COVID-19 has resulted in 13 million total cases in the US, increasing by 150,000 new cases per day. The over 265,000 deaths suffered in the U.S. increases by 2,000 per day. Thanksgiving day saw a record 90,000 hospitalizations. Yet, these staggering numbers seem insufficient to convince the COVID-19 skeptics to practice simple humanitarian gestures to protect one another and control the spread. This pace in COVID-19 cases will result in collapse of the health care infrastructure in many regions of the country resulting in overwhelmed hospitals unable to care for the sick. And, it will get worse as the Thanksgiving holiday surge appears in the coming days.
The data are clear. Countries, like New Zealand, that implemented public health measures early have fared better. Early implementation of the simple public health mitigation procedures of masking, distancing and hygiene would have allowed the U.S. to control the pandemic with fewer closures and lockdowns and fewer deaths. Where masking has been mandated, case numbers have fallen as cloth masks protect both the wearer and others from infection.
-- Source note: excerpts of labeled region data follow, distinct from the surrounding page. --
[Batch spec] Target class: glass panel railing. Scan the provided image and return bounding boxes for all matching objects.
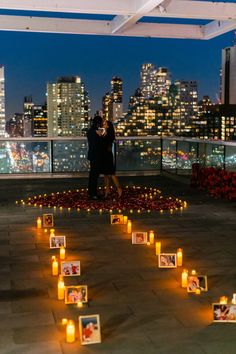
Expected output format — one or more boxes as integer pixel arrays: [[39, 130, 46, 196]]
[[116, 137, 161, 171], [0, 140, 51, 174], [53, 139, 89, 173], [162, 138, 177, 170]]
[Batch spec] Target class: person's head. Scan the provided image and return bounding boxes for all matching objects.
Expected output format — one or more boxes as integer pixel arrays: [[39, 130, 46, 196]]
[[92, 116, 103, 128]]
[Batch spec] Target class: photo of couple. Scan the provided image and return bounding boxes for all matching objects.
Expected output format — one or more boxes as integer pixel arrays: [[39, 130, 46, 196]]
[[87, 116, 122, 200]]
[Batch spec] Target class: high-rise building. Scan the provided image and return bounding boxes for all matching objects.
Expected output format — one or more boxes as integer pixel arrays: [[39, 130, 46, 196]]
[[102, 92, 111, 120], [102, 76, 123, 122], [0, 66, 6, 136], [47, 76, 90, 137], [23, 96, 34, 138], [221, 45, 236, 105], [32, 104, 48, 137], [173, 80, 198, 136], [140, 63, 171, 99]]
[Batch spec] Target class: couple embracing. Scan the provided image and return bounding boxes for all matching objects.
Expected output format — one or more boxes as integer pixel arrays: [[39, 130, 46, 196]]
[[87, 116, 122, 200]]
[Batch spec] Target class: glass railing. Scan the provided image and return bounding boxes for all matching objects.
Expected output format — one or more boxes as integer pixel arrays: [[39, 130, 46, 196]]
[[0, 136, 236, 176]]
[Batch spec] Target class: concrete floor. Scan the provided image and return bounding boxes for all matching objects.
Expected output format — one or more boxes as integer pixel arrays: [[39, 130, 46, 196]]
[[0, 176, 236, 354]]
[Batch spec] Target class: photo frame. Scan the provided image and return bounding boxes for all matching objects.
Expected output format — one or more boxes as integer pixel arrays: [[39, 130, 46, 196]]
[[187, 274, 208, 293], [43, 214, 54, 228], [61, 261, 81, 277], [132, 231, 148, 245], [65, 285, 88, 304], [49, 236, 66, 248], [110, 214, 124, 225], [79, 315, 101, 345], [212, 303, 236, 323], [158, 253, 177, 268]]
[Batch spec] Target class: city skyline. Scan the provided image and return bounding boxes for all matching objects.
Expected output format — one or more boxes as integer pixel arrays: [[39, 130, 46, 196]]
[[0, 28, 234, 118]]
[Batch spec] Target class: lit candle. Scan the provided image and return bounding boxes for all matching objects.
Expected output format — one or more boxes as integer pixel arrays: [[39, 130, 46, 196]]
[[177, 248, 183, 267], [127, 220, 132, 234], [66, 320, 75, 343], [57, 275, 65, 300], [60, 246, 66, 260], [220, 296, 228, 305], [149, 230, 154, 245], [77, 300, 83, 308], [50, 229, 55, 236], [181, 269, 188, 288], [52, 257, 58, 275], [156, 242, 161, 255], [37, 216, 42, 229]]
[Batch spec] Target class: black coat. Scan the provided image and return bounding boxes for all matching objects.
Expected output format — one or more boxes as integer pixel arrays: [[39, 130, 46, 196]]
[[87, 127, 102, 163]]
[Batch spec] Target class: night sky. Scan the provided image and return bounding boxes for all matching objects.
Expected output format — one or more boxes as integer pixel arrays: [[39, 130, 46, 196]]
[[0, 24, 234, 118]]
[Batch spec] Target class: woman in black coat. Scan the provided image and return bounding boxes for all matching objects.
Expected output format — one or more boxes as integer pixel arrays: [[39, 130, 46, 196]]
[[101, 121, 122, 197]]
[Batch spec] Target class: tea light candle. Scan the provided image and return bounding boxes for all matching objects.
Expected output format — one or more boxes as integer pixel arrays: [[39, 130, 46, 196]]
[[127, 220, 132, 234], [37, 216, 42, 229], [220, 296, 228, 305], [181, 269, 188, 288], [177, 248, 183, 267], [149, 230, 154, 245], [156, 241, 161, 256], [60, 246, 66, 260], [66, 320, 75, 343], [52, 257, 58, 276], [77, 300, 83, 308], [57, 275, 65, 300]]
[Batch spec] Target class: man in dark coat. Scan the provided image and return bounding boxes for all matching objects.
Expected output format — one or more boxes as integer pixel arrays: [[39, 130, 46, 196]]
[[87, 116, 103, 200]]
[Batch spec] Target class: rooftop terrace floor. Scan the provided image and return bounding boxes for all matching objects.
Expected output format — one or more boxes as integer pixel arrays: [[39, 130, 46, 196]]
[[0, 176, 236, 354]]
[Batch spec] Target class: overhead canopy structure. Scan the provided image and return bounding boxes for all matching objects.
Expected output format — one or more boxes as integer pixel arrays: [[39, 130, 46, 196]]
[[0, 0, 236, 39]]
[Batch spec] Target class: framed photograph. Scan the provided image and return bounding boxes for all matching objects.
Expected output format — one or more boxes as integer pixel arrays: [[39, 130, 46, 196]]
[[49, 236, 66, 248], [111, 214, 124, 225], [65, 285, 88, 304], [187, 275, 208, 293], [212, 304, 236, 323], [43, 214, 54, 227], [158, 253, 177, 268], [61, 261, 81, 277], [132, 231, 147, 245], [79, 315, 101, 345]]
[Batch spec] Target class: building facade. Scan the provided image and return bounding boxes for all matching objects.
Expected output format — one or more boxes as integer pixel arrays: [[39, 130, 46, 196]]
[[0, 66, 6, 137], [47, 76, 90, 137]]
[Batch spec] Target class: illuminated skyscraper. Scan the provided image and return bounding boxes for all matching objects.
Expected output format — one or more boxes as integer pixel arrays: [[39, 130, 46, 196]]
[[140, 63, 171, 99], [47, 76, 90, 137], [32, 105, 48, 136], [0, 66, 6, 136], [221, 45, 236, 105], [173, 80, 198, 135]]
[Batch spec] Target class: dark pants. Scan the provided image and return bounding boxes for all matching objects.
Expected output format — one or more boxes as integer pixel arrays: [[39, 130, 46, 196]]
[[88, 161, 100, 197]]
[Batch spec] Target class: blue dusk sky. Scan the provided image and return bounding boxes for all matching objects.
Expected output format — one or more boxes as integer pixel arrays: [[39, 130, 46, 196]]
[[0, 22, 234, 118]]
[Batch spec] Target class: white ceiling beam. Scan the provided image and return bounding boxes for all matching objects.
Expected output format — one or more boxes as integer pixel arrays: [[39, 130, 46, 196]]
[[122, 22, 204, 39], [152, 0, 236, 20], [203, 20, 236, 39], [111, 0, 164, 34], [0, 15, 111, 35], [0, 15, 203, 39], [0, 0, 135, 15]]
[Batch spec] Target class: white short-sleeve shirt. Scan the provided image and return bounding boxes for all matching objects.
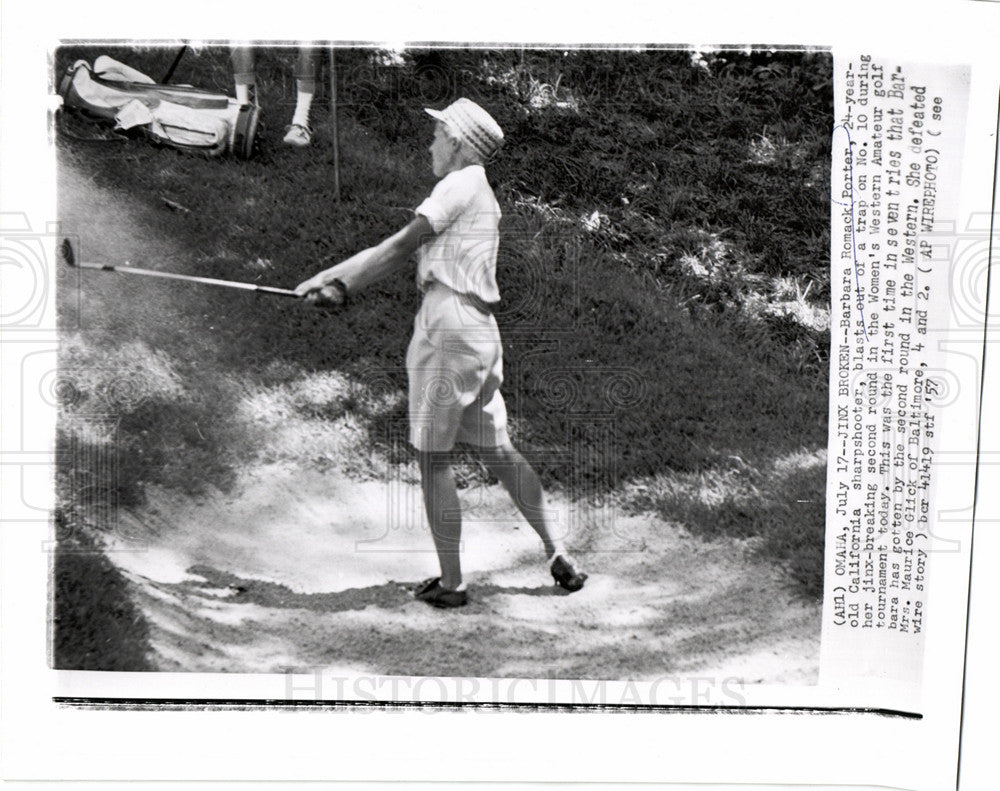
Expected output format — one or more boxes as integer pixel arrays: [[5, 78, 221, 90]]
[[416, 165, 500, 302]]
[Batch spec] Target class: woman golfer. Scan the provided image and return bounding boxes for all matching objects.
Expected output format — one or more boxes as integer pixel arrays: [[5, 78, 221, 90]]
[[295, 99, 587, 607]]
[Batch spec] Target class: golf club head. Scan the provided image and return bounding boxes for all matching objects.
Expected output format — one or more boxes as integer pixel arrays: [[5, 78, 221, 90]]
[[58, 239, 76, 268]]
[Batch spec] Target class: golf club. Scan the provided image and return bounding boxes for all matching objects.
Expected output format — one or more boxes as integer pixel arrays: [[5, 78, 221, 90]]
[[59, 239, 301, 299]]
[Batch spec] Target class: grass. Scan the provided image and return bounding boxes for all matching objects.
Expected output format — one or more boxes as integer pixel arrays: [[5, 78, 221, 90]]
[[56, 47, 832, 628]]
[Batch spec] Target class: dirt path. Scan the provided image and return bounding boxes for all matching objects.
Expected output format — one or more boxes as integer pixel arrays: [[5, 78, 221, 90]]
[[60, 158, 820, 683]]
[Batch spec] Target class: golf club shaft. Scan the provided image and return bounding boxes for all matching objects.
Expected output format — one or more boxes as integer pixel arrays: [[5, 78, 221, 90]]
[[74, 261, 299, 299]]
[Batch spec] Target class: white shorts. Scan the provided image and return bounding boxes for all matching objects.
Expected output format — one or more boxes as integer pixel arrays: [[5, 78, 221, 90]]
[[406, 284, 508, 452]]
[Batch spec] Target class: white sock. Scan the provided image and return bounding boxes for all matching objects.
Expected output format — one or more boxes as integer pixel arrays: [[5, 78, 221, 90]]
[[292, 91, 313, 127]]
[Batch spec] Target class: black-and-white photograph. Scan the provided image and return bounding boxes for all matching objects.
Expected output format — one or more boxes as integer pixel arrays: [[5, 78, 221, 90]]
[[45, 41, 834, 685]]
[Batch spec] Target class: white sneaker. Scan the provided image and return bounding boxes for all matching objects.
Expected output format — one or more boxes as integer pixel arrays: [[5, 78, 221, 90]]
[[285, 124, 312, 148]]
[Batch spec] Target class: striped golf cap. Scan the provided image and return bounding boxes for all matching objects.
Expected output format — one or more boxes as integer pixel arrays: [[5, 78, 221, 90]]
[[424, 98, 503, 159]]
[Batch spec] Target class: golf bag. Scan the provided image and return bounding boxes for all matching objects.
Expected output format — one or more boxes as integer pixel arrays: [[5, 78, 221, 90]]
[[59, 55, 260, 159]]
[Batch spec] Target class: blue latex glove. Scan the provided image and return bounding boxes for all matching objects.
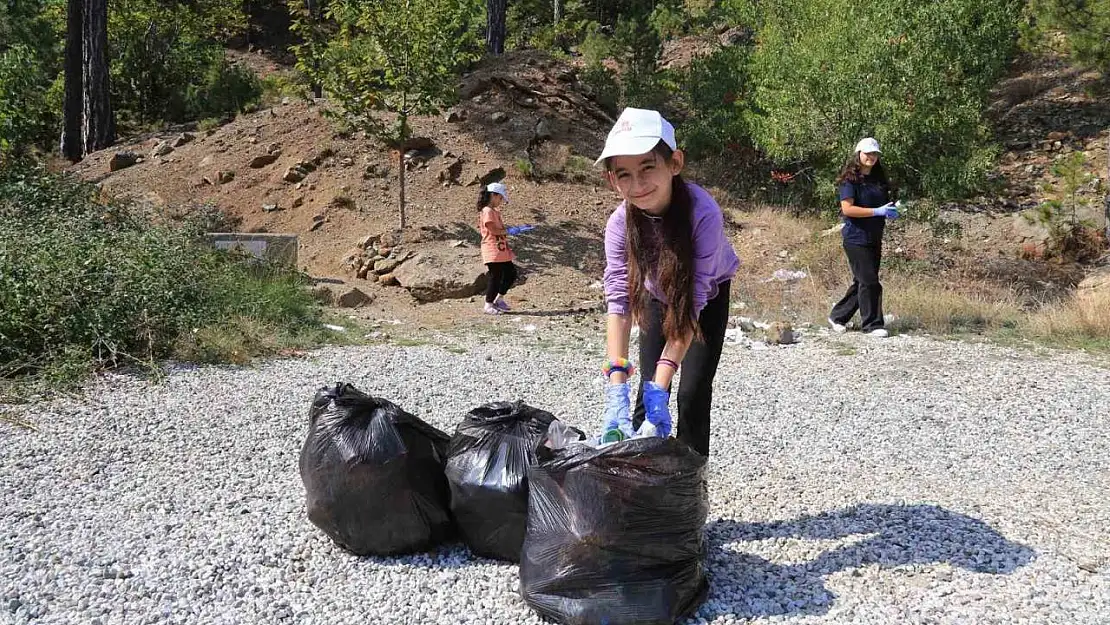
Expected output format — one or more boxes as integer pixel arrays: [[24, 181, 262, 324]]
[[644, 382, 670, 438], [603, 382, 635, 438], [871, 202, 900, 220]]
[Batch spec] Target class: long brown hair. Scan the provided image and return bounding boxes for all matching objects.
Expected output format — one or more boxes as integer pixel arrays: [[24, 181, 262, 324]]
[[605, 141, 702, 341]]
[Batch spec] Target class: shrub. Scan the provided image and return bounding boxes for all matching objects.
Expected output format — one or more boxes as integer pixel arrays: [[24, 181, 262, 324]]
[[748, 0, 1020, 202], [0, 163, 319, 380]]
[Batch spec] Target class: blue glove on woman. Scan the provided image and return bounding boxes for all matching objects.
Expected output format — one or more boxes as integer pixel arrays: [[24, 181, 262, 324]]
[[871, 202, 899, 220], [644, 382, 670, 438]]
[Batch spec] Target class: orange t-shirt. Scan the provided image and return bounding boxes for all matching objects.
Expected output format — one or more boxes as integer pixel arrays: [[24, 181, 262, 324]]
[[478, 206, 516, 263]]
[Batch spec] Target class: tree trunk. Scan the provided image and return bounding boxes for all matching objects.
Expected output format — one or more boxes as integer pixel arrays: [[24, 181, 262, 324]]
[[486, 0, 508, 54], [1103, 132, 1110, 241], [61, 0, 84, 163], [61, 0, 115, 162], [82, 0, 115, 154]]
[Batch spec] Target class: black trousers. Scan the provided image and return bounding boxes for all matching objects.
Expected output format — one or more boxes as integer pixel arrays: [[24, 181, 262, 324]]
[[486, 261, 517, 304], [829, 243, 884, 332], [632, 281, 731, 456]]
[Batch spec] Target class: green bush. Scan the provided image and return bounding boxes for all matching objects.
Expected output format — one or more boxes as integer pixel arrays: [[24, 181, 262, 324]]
[[1022, 0, 1110, 70], [184, 51, 262, 119], [0, 0, 64, 159], [108, 0, 255, 123], [0, 44, 56, 154], [748, 0, 1021, 203], [677, 47, 750, 159], [0, 163, 319, 380]]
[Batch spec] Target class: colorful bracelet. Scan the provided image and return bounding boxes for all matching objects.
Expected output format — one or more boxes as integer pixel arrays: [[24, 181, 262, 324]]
[[602, 359, 636, 377], [655, 359, 678, 373]]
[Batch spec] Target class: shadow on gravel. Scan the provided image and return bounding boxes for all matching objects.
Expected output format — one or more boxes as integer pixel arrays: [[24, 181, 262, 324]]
[[698, 504, 1033, 619]]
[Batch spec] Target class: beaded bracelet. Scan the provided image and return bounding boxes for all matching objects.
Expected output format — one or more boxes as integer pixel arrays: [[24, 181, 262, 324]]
[[655, 359, 678, 372], [602, 359, 636, 377]]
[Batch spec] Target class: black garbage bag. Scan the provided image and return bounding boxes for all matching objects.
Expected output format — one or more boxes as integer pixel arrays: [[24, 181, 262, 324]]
[[521, 437, 709, 625], [446, 402, 581, 562], [301, 384, 453, 555]]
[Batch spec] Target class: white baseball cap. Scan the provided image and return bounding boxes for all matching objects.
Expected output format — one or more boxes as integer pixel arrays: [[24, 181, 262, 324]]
[[594, 109, 678, 165], [856, 137, 882, 154], [486, 182, 508, 204]]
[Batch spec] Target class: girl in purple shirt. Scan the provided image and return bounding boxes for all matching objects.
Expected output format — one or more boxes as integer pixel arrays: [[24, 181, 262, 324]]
[[597, 109, 739, 455]]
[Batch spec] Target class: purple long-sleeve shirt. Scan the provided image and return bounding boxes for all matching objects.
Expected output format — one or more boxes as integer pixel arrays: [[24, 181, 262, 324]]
[[605, 182, 740, 316]]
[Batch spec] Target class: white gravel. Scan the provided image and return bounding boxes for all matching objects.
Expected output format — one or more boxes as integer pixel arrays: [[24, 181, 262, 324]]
[[0, 329, 1110, 625]]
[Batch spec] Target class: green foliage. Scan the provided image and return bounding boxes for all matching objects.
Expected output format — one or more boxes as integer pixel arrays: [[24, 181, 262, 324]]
[[676, 47, 751, 159], [0, 163, 319, 380], [581, 63, 620, 114], [1022, 0, 1110, 70], [0, 0, 61, 159], [734, 0, 1020, 203], [307, 0, 480, 145], [108, 0, 255, 122], [1036, 152, 1106, 261]]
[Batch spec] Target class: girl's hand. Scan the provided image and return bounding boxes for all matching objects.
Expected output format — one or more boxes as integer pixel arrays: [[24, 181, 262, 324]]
[[604, 382, 633, 438]]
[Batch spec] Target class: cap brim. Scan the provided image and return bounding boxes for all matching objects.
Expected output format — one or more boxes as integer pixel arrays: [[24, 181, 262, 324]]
[[594, 137, 663, 165]]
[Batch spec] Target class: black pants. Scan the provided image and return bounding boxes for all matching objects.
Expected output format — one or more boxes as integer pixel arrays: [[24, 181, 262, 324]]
[[632, 281, 731, 456], [829, 243, 882, 332], [486, 261, 517, 304]]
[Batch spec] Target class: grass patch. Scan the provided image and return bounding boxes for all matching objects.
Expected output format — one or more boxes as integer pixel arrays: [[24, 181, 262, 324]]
[[1020, 292, 1110, 352]]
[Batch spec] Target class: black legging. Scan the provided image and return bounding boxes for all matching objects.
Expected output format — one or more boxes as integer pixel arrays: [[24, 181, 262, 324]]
[[486, 261, 517, 304], [632, 281, 733, 456], [829, 243, 884, 332]]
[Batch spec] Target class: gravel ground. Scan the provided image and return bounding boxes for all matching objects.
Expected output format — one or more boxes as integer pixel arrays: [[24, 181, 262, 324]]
[[0, 331, 1110, 625]]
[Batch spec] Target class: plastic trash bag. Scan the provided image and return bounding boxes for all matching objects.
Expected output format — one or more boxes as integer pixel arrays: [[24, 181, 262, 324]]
[[300, 384, 453, 555], [521, 437, 709, 625], [446, 402, 582, 562]]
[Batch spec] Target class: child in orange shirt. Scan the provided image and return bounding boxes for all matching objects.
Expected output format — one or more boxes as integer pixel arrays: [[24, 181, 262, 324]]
[[478, 182, 517, 314]]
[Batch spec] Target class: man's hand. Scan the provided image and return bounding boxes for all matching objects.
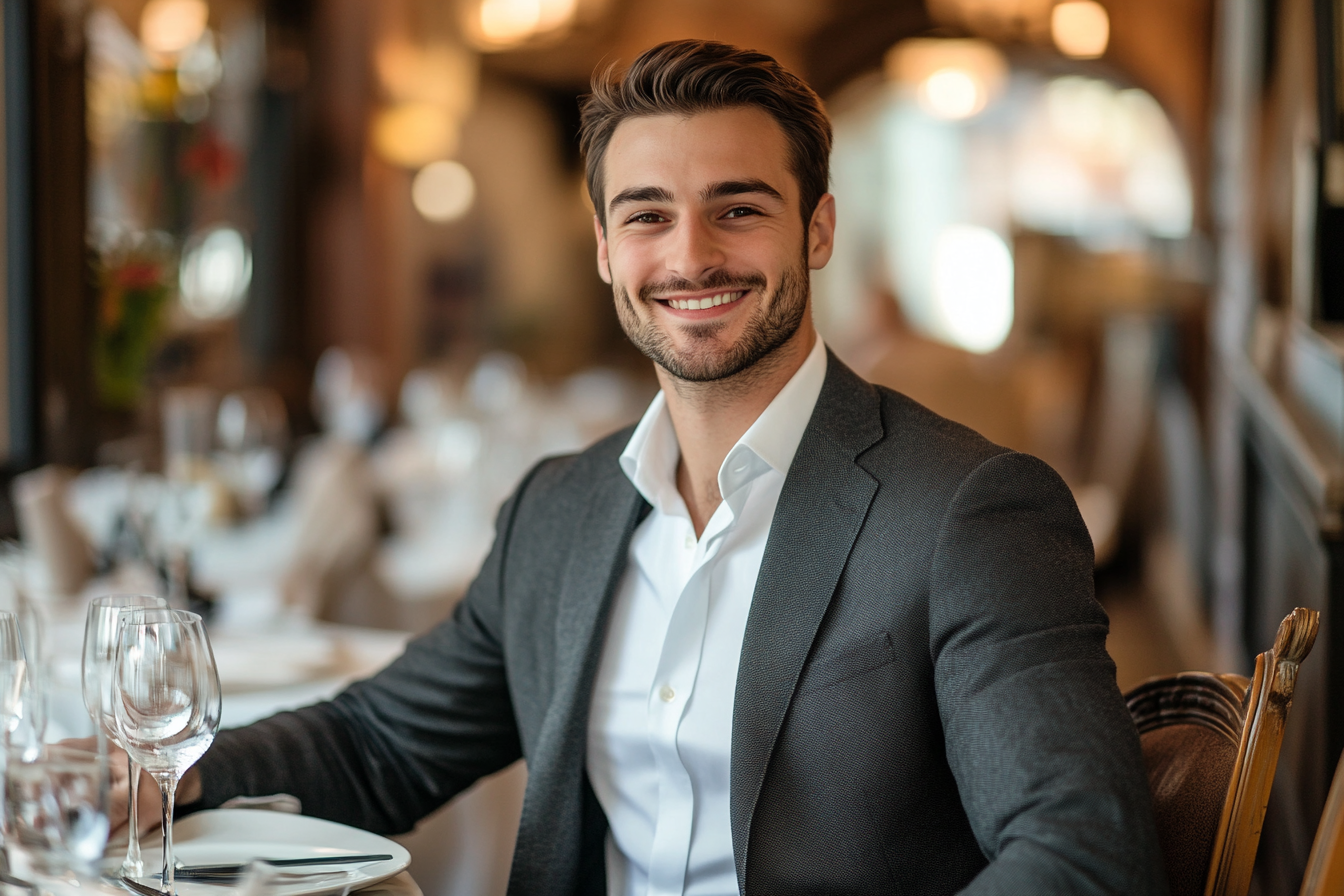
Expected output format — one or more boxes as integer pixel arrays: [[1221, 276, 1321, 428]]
[[63, 737, 200, 837]]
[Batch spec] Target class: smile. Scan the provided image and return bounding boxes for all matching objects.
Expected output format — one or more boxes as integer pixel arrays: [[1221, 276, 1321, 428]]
[[659, 289, 747, 312]]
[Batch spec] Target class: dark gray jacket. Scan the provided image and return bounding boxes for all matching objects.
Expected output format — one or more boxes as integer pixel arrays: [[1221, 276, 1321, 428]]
[[200, 356, 1165, 896]]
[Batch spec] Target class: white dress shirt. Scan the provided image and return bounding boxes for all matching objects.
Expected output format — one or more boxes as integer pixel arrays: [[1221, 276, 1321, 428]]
[[587, 339, 827, 896]]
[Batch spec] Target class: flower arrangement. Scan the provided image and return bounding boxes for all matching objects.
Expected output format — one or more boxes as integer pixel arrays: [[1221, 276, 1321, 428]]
[[94, 239, 177, 410]]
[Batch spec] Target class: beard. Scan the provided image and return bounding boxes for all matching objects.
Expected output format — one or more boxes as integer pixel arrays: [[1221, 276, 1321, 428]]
[[613, 260, 810, 383]]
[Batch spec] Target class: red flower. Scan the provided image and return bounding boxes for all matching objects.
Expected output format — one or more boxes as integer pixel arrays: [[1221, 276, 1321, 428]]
[[113, 262, 163, 289]]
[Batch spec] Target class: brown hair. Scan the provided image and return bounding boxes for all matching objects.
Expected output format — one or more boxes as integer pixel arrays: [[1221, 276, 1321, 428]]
[[579, 40, 831, 230]]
The announcement of potential vaccines, by Pfizer and BioNTech and Moderna, has been mistakenly seen by many as a reason to relax mitigation practices. Unfortunately, months of pandemic remain until enough people are vaccinated to slow community spread in the absence of masking and distancing. If the vaccines are effective and safe, the logistical difficulties of manufacturing and distributing enough to vaccinate the global population to approach communal or herd immunity could take years. And this may never happen if large numbers refuse the vaccine.
We must change the course of COVID-19 and prepare for the coming pandemics. In the short term we must comprehend the perilous situation we are facing with a national mandate for masking in public spaces. In the long term, public health initiatives at all levels, including public health education, must be well-funded and organized so that the public is better prepared. Future pandemic threats must be anticipated. The means to detect them and respond early must be established within a permanent federal agency dedicated to pandemic response and global health security. Above all else, these efforts must be impervious to politics.
James Alwine is a virologist and a fellow of the American Academy for Microbiology and the American Association for the Advancement of Science. Felicia Goodrum Sterling is a 2018 Public Voices Fellow of the OpEd Project, a professor and virologist.